Non voglio angosciarvi con un intervento strappalacrime.
Ma questa brutta storia di Igor, la sua fine terribile mi ha fatto riflettere.
Anche se lo avevo perso di vista da un pò, conoscevo Igor benissimo, da
quando aveva più o meno 10 anni. Erasmo, l’allenatore della scuola calcio,
mi convinse a partecipare ad un campo estivo con loro, e fu la mia prima
esperienza da educatore, anche se ero molto molto inesperto.
Ricordo tante cose, e i ricordi sono bellissimi, anche se ora sono appannati
da un velo di tristezza.
Era terribile, Igor: un ragazzino vivacissimo, ma anche tanto, tanto
affettuoso. Come capita a molte pesti che ho il piacere di conoscere, spesso
a noi grandi faceva un pò arrabbiare. Ma senza di lui, non ci saremmo
davvero divertiti.
Era assai vivace dicevo ma aveva una gran dote: sapeva farsi perdonare. E
quando si trovava in difficoltà, sapeva chiedere aiuto. Sembra una banalità,
ma questa è una qualità davvero rara: parecchi si arroccano nelle loro posizioni, tanti
altri si ostinano cocciuti ai loro errori. Lui non era così,e questo forse
dipendeva proprio dalla difficile infanzia che ha avuto.
E’ la capacità di tornare sui propri passi che fa la differenza tra una persona
intelligente ed una stupida.
Questo l’ho capito anche grazie a lui che, pure in questo, era di una intelligenza
fuori dal comune.

Ricordo una volta a Roccaraso litigò con un ragazzo più grande: scoppiò
in lacrime e venne da me. Alla fine dopo quasi un’ora si addormentò tra
le mie braccia, come un angioletto. Mentre dormiva pensavo che ad occhi chiusi
non sembrava poi così pestifero. Lo portai in braccio fino al terzo piano,
e lo misi a letto, rimboccandogli le coperte. Il giorno dopo raccontò a
tutti..quello che avevo fatto per lui. Era una banalità, parecchi si sarebbero
pure vergognati ad ammetterlo..ma lui sembrava essere così contento: fu la prima volta che mi sentii davvero fiero del mio ruolo con i ragazzi di quella età. Per la prima volta, pensai di potermi rendere davvero
utile a loro.
Giocava a porta, ma durante la serata in “discoteca” tutti volevano che ballasse
la break dance: era già bravissimo, e naturalmente vinse la gara di ballo.
Ogni tanto poi, si cimentava in esercizi impossibili per la sua età (restava
in posizione a “bandiera” per un tempo interminabile, faceva flessioni battendo
le mani, etc etc..)
Diceva che un giorno sarebbe diventato un ballerino famoso, oppure un portiere
di una grande squadra.

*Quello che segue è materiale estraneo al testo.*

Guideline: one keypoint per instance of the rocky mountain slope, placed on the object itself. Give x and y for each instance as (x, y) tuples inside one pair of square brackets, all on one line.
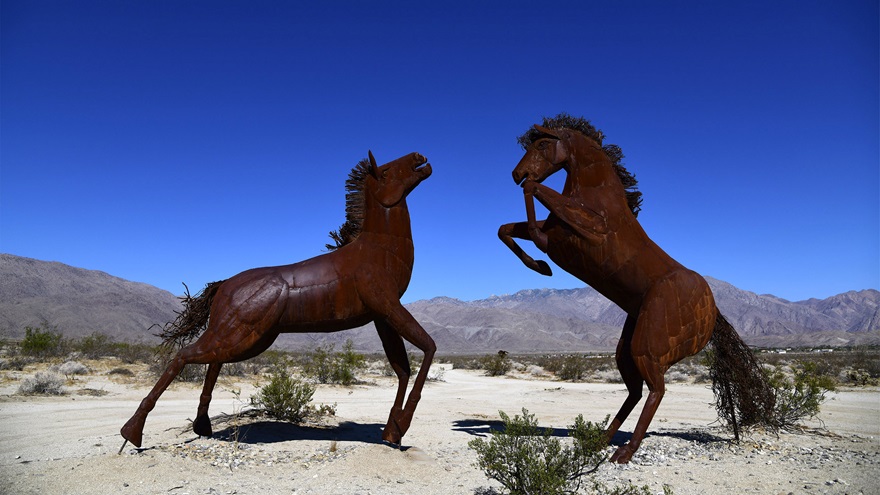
[(80, 302)]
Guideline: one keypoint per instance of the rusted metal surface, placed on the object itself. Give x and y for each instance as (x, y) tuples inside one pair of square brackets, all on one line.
[(592, 232), (360, 280)]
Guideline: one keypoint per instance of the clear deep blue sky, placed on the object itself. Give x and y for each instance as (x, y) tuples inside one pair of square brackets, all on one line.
[(182, 141)]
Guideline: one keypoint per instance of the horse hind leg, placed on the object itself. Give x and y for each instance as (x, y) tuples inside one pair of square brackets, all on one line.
[(133, 429), (632, 378), (202, 423), (653, 375)]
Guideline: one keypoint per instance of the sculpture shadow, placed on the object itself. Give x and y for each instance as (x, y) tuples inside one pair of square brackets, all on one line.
[(698, 436), (485, 427), (267, 431)]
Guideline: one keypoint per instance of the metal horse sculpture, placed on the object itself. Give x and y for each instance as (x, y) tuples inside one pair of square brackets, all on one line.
[(348, 287), (592, 233)]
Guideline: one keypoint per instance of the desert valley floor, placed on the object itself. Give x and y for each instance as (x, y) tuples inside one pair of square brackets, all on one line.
[(68, 444)]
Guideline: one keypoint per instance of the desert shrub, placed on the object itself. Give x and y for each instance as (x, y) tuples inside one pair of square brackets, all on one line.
[(72, 368), (798, 396), (326, 366), (41, 343), (496, 364), (121, 371), (284, 397), (43, 383), (16, 363), (528, 460)]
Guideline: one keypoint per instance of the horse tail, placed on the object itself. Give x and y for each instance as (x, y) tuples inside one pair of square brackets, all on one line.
[(192, 320), (743, 396)]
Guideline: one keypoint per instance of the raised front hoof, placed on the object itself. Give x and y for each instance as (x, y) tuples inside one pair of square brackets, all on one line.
[(133, 431), (202, 426), (395, 428), (392, 433), (541, 267), (623, 455)]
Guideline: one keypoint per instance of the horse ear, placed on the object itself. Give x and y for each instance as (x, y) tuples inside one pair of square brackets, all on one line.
[(374, 169), (549, 132)]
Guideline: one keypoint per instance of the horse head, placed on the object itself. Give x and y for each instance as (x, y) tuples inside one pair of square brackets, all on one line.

Ricordo con tenerezza quando prese una cotta terribile
per una ragazzina , e mi tormentò per avere una sua foto: poi mi confessò
di dormire tutte le notti con la sua foto sotto il cuscino.

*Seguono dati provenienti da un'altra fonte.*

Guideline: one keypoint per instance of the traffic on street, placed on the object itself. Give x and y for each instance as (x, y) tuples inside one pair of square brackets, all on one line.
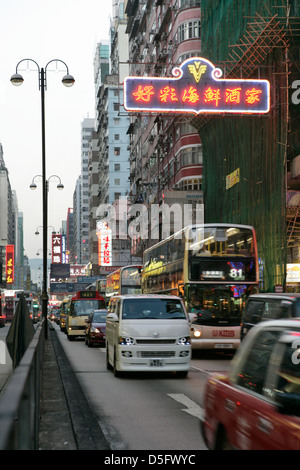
[(144, 410)]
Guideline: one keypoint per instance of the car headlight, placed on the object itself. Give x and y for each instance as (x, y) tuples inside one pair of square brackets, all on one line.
[(197, 333), (95, 330), (126, 341), (184, 340)]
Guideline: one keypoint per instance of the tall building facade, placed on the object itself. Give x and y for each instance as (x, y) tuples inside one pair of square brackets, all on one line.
[(87, 129), (165, 150)]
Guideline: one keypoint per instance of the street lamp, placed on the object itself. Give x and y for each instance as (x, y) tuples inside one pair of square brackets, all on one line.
[(68, 80)]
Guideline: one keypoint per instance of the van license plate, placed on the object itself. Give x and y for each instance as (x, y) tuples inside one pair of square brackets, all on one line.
[(156, 363)]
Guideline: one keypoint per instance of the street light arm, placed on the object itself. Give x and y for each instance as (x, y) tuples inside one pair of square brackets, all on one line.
[(28, 60), (68, 80)]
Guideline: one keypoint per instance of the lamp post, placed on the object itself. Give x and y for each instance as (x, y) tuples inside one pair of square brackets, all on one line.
[(33, 186), (68, 80)]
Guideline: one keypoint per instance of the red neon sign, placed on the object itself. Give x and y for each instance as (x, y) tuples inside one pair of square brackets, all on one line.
[(196, 87), (10, 264), (56, 248)]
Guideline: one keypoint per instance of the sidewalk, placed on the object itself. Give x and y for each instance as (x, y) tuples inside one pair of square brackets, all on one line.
[(65, 423)]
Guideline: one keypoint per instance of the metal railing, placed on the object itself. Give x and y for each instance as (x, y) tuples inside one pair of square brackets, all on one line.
[(20, 400)]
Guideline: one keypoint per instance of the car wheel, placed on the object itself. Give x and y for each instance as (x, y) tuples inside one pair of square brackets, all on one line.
[(108, 366), (117, 373)]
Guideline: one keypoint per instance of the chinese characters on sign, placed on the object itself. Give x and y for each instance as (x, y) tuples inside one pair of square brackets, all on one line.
[(104, 245), (196, 88), (233, 178), (56, 248), (9, 265)]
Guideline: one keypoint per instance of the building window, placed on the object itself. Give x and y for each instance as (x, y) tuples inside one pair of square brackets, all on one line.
[(191, 156), (188, 30)]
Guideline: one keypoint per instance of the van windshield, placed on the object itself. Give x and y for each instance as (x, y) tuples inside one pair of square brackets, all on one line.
[(157, 309)]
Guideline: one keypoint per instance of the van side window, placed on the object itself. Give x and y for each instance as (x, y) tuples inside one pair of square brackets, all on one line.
[(254, 370), (254, 311)]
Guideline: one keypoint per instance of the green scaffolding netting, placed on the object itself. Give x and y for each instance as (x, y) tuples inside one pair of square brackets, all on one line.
[(252, 40)]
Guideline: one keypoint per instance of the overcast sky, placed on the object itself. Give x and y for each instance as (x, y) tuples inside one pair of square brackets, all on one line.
[(43, 30)]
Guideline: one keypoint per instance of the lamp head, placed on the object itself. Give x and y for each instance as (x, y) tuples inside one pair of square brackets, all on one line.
[(68, 80), (17, 79)]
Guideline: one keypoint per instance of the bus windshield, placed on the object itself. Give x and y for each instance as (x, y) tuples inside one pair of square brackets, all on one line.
[(84, 307), (153, 309), (221, 241), (131, 280), (217, 304)]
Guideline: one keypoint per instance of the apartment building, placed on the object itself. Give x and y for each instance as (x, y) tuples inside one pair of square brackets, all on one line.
[(165, 149)]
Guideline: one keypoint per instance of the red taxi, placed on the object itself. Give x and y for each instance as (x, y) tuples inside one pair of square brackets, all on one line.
[(256, 406)]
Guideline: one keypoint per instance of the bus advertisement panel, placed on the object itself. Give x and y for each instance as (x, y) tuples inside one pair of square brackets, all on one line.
[(125, 280), (214, 268), (79, 307)]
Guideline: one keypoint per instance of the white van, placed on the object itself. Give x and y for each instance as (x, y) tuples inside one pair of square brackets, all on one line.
[(147, 333)]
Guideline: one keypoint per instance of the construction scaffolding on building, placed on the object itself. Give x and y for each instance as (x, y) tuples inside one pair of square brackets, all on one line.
[(253, 154)]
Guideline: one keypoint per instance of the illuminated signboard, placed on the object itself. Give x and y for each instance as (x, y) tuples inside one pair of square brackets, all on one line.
[(196, 87), (104, 245), (56, 249), (9, 265)]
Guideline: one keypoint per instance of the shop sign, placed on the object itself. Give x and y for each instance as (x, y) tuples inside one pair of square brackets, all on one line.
[(196, 87)]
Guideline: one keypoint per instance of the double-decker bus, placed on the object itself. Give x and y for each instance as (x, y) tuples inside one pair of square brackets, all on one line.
[(79, 307), (214, 267), (125, 280)]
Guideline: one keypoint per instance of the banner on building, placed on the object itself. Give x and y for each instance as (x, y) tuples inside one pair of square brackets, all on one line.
[(196, 87), (56, 248), (9, 264), (104, 245)]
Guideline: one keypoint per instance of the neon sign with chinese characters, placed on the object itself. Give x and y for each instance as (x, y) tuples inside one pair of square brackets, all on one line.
[(104, 244), (196, 87), (10, 264), (56, 248)]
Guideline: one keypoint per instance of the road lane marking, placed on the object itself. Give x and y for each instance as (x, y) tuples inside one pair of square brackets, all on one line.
[(191, 407)]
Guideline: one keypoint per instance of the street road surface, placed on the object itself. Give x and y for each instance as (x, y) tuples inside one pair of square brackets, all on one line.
[(5, 359), (144, 411)]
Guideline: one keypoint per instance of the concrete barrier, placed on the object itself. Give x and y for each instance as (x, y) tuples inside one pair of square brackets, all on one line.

Nelle due estati a Roccaraso, mi chiedeva sempre (quasi fino alla nausea..)
di recarci al campo di allenamento col fuoristrada perché gli piaceva percorrere
un tragitto sterrato, che separava l’albergo dal campetto. E d’inverno voleva
sempre organizzare uscite al bowling, ma per la verità lo portavo di rado
con me per paura che combinasse qualche piccolo guaio.
Ero diventato subito un suo punto di riferimento, mi prendeva in giro, ma
mi voleva bene. Mi chiamava “fofò” e io mi arrabbiavo. E lui per tutta risposta
mi fece chiamare “fofò” da tutta scauri (almeno dai suoi coetanei). Non contento
una volta venne a bussarmi a casa, visto che non mi vedeva da un po’ in
giro (stavo studiando in quel periodo..) e lesse sul mio citofono “Artone Martone” (eh si
mia madre fa di cognome Martone e mio padre Artone…) e da allora non fui
più solo “fofò” ma fofò “Artonemartone”. E tutti i “mocciosi” di Scauri iniziarono a chiamarmi
così. Facevo finta di arrabbiarmi, ma in realtà faceva sorridere anche a
me. I nomignoli sono sempre dimostrazione di affetto. Penso che tutt’ora
sia l’unica persona a cui ho consentito di chiamarmi “fofò”.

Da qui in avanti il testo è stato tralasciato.